Je ne puis souffrir toutes les autres femmes depuis que je vous connois. Quelle différence ! et que je la sens bien ! Mais, oh Dieu ! que deviendrai-je, si, abusée par des préjugés dont le manque d’expérience vous empêche peut-être encore de sentir toute l’absurdité, vous alliez me refuser la seule chose qui désormais puisse faire mon bonheur : le droit de vous aimer et d’oser vous le dire ! Si vous daignez me donner vous‑même une réponse, vous me trouverez lundi au bal de l’Opéra[1]. Je sais que vous y devez aller, et j’aurai

  1. Le bal de l’Opéra est, avec le Concert spirituel, l’une des inventions qu’on admirait le plus au siècle dernier. Les bals ont commencé avec l’année 1716. On y allait tous les dimanches, de la Saint-Martin à l’Avent, on reprenait à la fête des Rois, et, pendant tout le Carnaval, on dansait deux fois par semaine, de onze heures du soir à six ou sept heures du matin. Le prix du billet était de six livres.

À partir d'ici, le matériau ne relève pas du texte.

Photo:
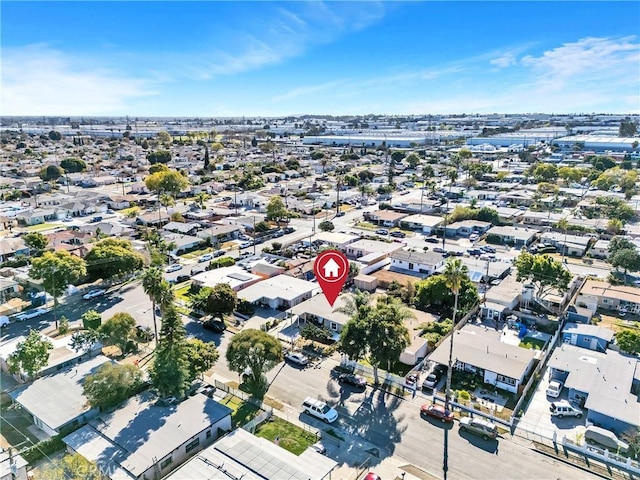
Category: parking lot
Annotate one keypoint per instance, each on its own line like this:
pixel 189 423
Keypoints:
pixel 538 420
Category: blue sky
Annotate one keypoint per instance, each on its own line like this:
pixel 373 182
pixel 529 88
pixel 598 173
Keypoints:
pixel 199 58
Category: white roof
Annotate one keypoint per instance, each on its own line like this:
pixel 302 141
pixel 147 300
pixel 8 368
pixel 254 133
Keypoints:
pixel 284 287
pixel 63 392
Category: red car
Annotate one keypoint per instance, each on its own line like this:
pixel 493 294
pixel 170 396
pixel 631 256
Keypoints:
pixel 436 411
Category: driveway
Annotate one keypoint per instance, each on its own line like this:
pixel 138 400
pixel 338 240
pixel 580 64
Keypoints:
pixel 538 420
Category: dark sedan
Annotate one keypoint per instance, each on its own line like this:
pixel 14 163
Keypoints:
pixel 436 411
pixel 352 379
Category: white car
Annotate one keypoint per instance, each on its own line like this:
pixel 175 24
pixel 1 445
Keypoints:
pixel 93 293
pixel 297 358
pixel 205 258
pixel 21 317
pixel 554 389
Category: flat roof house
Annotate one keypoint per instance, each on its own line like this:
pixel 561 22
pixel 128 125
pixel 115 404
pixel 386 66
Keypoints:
pixel 240 454
pixel 280 292
pixel 602 382
pixel 480 350
pixel 144 439
pixel 65 403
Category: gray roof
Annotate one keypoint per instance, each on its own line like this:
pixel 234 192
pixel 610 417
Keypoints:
pixel 482 348
pixel 589 330
pixel 141 432
pixel 62 391
pixel 243 455
pixel 606 377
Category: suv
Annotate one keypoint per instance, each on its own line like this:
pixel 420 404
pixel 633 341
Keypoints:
pixel 477 426
pixel 319 409
pixel 564 408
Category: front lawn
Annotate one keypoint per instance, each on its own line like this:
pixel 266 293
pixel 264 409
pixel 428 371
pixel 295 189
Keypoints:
pixel 291 437
pixel 532 343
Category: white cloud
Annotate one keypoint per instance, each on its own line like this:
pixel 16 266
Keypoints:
pixel 37 80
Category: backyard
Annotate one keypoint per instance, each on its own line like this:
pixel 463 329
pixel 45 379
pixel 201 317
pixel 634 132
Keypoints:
pixel 290 436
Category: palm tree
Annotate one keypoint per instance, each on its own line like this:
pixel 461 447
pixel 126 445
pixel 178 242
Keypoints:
pixel 454 273
pixel 563 224
pixel 158 290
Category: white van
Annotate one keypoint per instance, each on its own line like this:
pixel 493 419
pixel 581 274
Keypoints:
pixel 605 438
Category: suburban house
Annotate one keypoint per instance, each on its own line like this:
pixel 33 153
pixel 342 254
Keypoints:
pixel 235 276
pixel 591 337
pixel 241 455
pixel 65 404
pixel 60 357
pixel 318 311
pixel 600 249
pixel 512 235
pixel 145 439
pixel 426 224
pixel 280 292
pixel 601 382
pixel 480 350
pixel 368 250
pixel 465 228
pixel 501 299
pixel 595 294
pixel 386 218
pixel 573 245
pixel 420 264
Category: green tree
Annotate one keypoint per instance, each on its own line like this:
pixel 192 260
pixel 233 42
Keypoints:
pixel 111 384
pixel 113 257
pixel 202 356
pixel 119 329
pixel 35 241
pixel 168 181
pixel 545 273
pixel 170 371
pixel 70 467
pixel 161 156
pixel 276 209
pixel 51 173
pixel 255 350
pixel 57 270
pixel 30 355
pixel 628 341
pixel 158 290
pixel 455 273
pixel 628 128
pixel 73 165
pixel 326 226
pixel 377 333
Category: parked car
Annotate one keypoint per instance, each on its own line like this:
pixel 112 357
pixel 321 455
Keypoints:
pixel 564 409
pixel 93 293
pixel 21 317
pixel 352 379
pixel 319 409
pixel 205 258
pixel 297 358
pixel 480 427
pixel 436 411
pixel 554 389
pixel 216 325
pixel 605 438
pixel 431 381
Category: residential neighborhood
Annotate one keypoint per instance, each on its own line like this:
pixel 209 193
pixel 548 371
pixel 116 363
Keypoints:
pixel 161 317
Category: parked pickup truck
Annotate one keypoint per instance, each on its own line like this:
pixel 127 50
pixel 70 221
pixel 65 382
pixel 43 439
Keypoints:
pixel 319 409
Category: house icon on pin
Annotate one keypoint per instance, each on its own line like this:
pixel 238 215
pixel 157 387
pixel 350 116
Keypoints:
pixel 331 269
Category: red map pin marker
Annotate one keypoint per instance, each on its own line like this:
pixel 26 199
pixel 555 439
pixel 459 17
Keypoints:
pixel 332 269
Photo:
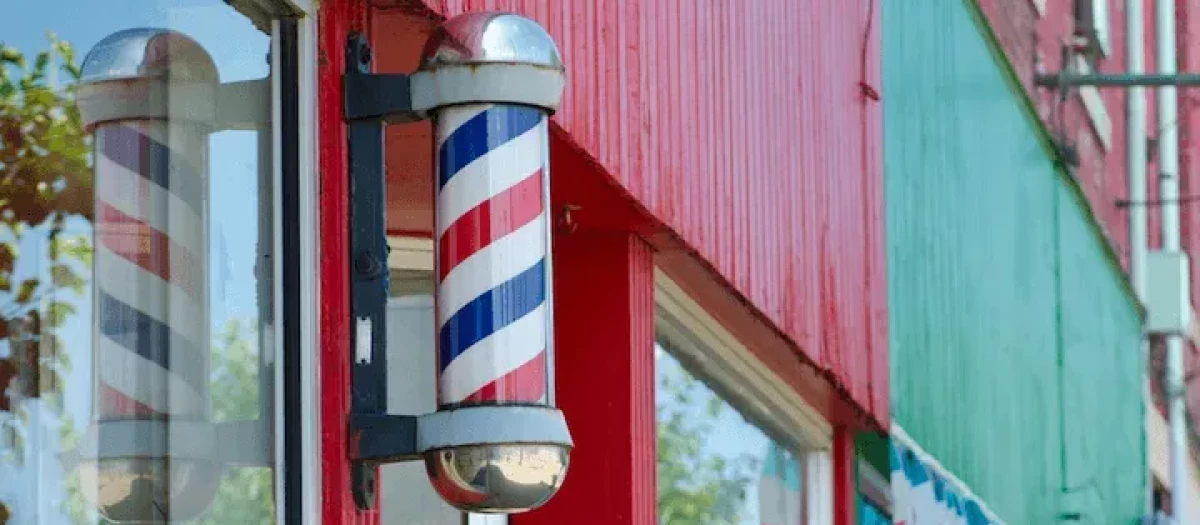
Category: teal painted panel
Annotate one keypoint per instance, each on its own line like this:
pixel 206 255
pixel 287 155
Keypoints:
pixel 1014 344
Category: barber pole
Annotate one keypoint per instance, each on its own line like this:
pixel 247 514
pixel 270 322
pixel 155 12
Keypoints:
pixel 493 303
pixel 151 289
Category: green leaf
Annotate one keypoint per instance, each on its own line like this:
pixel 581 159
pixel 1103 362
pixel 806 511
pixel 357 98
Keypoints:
pixel 59 312
pixel 27 290
pixel 7 257
pixel 64 276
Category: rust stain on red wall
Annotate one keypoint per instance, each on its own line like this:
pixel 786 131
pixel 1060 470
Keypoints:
pixel 744 128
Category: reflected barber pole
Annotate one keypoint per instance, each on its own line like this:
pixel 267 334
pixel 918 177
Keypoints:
pixel 779 488
pixel 493 255
pixel 151 289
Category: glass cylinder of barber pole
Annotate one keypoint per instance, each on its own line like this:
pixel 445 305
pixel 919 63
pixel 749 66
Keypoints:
pixel 139 95
pixel 492 257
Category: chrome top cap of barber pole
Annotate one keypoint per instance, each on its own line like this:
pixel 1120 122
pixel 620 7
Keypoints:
pixel 148 53
pixel 491 37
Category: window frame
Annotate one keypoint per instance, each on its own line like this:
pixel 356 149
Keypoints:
pixel 411 253
pixel 712 354
pixel 294 145
pixel 715 356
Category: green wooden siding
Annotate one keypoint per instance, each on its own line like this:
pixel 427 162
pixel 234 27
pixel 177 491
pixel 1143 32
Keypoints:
pixel 1014 339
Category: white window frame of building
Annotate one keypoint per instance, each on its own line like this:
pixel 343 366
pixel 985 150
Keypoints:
pixel 304 13
pixel 310 289
pixel 415 254
pixel 723 362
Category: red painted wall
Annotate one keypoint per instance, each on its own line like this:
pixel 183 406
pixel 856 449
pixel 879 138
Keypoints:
pixel 743 133
pixel 337 19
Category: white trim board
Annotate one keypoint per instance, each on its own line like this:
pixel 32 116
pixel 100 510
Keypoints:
pixel 702 342
pixel 409 253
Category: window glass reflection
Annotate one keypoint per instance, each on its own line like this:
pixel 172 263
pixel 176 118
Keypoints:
pixel 136 267
pixel 713 465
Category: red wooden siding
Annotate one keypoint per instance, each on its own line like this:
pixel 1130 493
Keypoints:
pixel 337 18
pixel 604 320
pixel 742 128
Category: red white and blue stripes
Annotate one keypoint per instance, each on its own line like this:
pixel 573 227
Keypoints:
pixel 492 254
pixel 151 349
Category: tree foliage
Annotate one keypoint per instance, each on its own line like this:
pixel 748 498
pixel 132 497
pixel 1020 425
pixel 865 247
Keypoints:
pixel 695 486
pixel 45 181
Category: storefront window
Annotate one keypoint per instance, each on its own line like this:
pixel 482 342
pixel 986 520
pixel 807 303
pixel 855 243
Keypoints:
pixel 138 261
pixel 713 465
pixel 406 493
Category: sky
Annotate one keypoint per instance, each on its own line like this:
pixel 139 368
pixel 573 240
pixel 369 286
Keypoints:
pixel 240 53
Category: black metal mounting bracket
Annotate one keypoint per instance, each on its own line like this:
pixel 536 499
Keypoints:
pixel 375 96
pixel 375 436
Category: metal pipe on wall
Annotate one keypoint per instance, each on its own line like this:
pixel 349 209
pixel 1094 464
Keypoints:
pixel 1169 194
pixel 1135 163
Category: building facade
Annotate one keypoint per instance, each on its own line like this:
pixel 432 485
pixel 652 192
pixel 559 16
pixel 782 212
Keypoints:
pixel 795 279
pixel 1009 312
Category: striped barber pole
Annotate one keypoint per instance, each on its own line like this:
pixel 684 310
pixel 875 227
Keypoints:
pixel 151 352
pixel 493 255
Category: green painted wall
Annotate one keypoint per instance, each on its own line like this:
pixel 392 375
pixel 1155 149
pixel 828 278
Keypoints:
pixel 1014 339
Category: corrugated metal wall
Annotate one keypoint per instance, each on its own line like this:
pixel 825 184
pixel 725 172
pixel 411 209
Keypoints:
pixel 742 126
pixel 1014 348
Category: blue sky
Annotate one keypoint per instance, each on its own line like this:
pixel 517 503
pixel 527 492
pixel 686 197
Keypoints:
pixel 240 53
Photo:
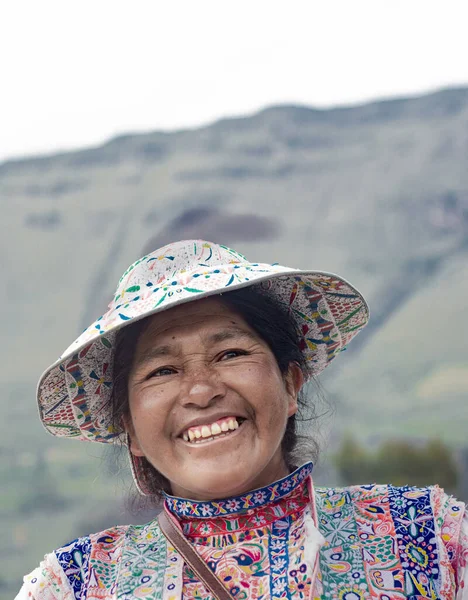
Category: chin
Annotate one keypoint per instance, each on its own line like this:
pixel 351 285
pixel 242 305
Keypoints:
pixel 220 483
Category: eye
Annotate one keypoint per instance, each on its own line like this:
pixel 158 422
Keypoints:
pixel 232 354
pixel 161 372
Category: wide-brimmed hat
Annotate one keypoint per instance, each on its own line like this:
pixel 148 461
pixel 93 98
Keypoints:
pixel 74 394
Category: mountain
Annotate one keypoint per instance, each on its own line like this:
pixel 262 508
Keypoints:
pixel 377 193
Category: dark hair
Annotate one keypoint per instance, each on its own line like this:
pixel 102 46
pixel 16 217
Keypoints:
pixel 273 322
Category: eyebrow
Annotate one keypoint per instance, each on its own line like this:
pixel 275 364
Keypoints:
pixel 232 333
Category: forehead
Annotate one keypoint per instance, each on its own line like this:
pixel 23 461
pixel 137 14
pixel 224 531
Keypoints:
pixel 194 317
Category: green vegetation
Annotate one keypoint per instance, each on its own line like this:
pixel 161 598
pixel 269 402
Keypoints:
pixel 399 462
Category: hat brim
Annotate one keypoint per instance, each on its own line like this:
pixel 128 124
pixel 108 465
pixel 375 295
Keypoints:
pixel 74 394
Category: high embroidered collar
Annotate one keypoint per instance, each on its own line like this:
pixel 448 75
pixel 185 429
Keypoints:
pixel 274 492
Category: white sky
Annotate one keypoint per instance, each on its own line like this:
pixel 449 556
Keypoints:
pixel 74 73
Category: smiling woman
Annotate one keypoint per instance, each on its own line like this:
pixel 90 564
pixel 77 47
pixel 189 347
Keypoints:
pixel 198 368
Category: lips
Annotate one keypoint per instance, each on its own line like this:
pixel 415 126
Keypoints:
pixel 220 427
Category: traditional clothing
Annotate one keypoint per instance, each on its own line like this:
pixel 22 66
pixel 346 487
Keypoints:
pixel 285 540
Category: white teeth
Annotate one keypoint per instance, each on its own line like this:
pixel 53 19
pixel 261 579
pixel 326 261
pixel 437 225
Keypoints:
pixel 210 431
pixel 215 429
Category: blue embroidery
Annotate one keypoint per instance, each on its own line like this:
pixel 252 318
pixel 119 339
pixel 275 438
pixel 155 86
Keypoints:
pixel 238 504
pixel 412 515
pixel 74 560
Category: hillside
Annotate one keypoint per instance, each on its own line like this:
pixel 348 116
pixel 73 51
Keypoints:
pixel 377 193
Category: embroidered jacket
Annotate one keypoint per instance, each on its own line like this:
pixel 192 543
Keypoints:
pixel 282 541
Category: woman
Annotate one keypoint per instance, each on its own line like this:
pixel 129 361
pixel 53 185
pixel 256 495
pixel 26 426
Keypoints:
pixel 198 366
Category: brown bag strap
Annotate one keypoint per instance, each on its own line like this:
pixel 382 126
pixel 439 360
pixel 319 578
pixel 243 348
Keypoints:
pixel 192 558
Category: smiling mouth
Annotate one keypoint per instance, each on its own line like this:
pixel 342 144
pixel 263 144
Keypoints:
pixel 206 433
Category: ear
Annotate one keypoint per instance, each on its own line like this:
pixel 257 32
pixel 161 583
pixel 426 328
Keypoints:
pixel 294 381
pixel 134 445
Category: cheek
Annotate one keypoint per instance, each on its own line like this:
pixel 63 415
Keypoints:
pixel 148 409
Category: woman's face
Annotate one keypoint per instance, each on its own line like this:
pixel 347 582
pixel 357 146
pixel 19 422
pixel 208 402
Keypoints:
pixel 208 403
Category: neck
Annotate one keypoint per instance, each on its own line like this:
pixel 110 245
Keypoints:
pixel 267 476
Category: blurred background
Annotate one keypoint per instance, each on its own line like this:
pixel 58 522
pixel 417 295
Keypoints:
pixel 319 135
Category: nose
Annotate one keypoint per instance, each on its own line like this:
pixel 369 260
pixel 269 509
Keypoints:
pixel 202 388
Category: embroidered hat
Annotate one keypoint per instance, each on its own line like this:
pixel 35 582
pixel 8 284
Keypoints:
pixel 74 394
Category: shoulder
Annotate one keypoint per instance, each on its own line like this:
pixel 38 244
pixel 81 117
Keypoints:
pixel 409 509
pixel 66 572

    La Comédie-Française eut aussi son bal jusqu’en 1721, bal si suivi que, pour ne pas ruiner l’Opéra, il fallut l’interdire. Cependant on voit qu’en 1753 il fut accordé au comédien Granval la permission de donner huit bals publics dans la salle du Théâtre-Français.


    Les comédiens italiens voulurent aussi, en ouvrant leur théâtre de la Foire, donner des bals le mercredi et le dimanche : ils ne réussirent pas ; mais il y eut tout de même un grand bal d’été à la foire Saint-Laurent, à partir de 1734. C’était dans la salle de l’Opéra-Comique qu’il avait lieu, la nuit de la fête du Roi.


    La vue du bal de l’Opéra était un spectacle recherché de tout le monde. « Pour former la salle de bal, dit l’Almanach du temps, on a trouvé moyen d’élever le parterre et l’amphithéâtre au niveau du théâtre, par le secours d’un cabestan d’une nouvelle invention.


    « La nouvelle salle forme une espèce de galerie de quatre-vingt-dix-huit pieds de long, compris un demi octogone, lequel, par le moyen des glaces dont il est orné, devient aux yeux un salon octogone parfait. Tous les lustres, les bras et girandoles se répètent dans les glaces, ainsi que toute la salle, dont la longueur parait doublée.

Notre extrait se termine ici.